What's the difference between finding a splitting field over $\mathbb{Q}$ and over $\mathbb{Q}(\sqrt{-3})$? Say, for example, we consider the polynomial $f=x^3-2$. Then over $\mathbb{C}$ this has roots $2^{1/3}$ and $\frac{2^{1/3}(1\pm\sqrt{3}i)}{2}$. So its splitting field over $\mathbb{Q}$ is $\mathbb{Q}\big(2^{1/3}, \frac{2^{1/3}(1+\sqrt{3}i)}{2},\frac{2^{1/3}(1-\sqrt{3}i)}{2}\big) = \mathbb{Q}(2^{1/3}, \sqrt{3}i)$.
But then how does the answer change when we look at the splitting field of $f$ over $\mathbb{Q}(\sqrt{-3})$?
Since $\mathbb Q\subset\mathbb Q(\sqrt{-3})$ one has $\mathbb Q[x]\subset\mathbb Q(\sqrt{-3})[x]$. It follows that if $f(x)\in\mathbb Q[x]$ supposed ireducible have roots $\{x_1,x_2,\cdots,x_n\}$ then the splitting field over $\mathbb Q$ is $\mathbb Q(x_1,x_2,\cdots,x_n)$.
►if some $x_i\in\mathbb Q(\sqrt{-3})$ then the splitting field is the same over $\mathbb Q$ or over $\mathbb Q(\sqrt{-3})$ (What is not equal is the degree of both extensions).
►If none of the $x_i$ belongs to $\mathbb Q(\sqrt{-3})$ then both s.f. are equal and the degree of the corresponding extensions are equal too.

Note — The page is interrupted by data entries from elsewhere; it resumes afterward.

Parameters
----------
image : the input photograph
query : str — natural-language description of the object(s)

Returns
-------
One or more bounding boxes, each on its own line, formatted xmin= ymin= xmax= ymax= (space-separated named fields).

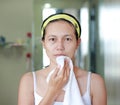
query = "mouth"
xmin=54 ymin=54 xmax=66 ymax=57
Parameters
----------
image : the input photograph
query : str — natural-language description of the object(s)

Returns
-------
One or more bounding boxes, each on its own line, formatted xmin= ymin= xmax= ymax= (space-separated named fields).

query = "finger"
xmin=64 ymin=59 xmax=70 ymax=79
xmin=52 ymin=65 xmax=60 ymax=78
xmin=61 ymin=59 xmax=68 ymax=78
xmin=59 ymin=59 xmax=67 ymax=76
xmin=58 ymin=59 xmax=69 ymax=76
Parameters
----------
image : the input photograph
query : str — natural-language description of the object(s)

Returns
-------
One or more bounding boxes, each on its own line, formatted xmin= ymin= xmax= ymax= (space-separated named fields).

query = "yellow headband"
xmin=41 ymin=13 xmax=81 ymax=38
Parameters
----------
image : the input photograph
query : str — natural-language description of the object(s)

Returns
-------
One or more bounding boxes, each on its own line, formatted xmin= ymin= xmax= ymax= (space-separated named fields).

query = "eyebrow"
xmin=47 ymin=35 xmax=56 ymax=37
xmin=47 ymin=34 xmax=74 ymax=38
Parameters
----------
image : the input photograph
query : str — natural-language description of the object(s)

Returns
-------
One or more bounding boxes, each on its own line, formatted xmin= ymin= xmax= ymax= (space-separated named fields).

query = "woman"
xmin=18 ymin=13 xmax=107 ymax=105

For example the s.f. of $f(x)=x^2-5$ is generated by $\sqrt5$ over $\mathbb Q$ and over $\mathbb Q(\sqrt{-3})$ and the degree of both extensions are equal to $2$ (the number $\sqrt5$ does not belong to neither $\mathbb Q$ nor $\mathbb Q(\sqrt{-3})$.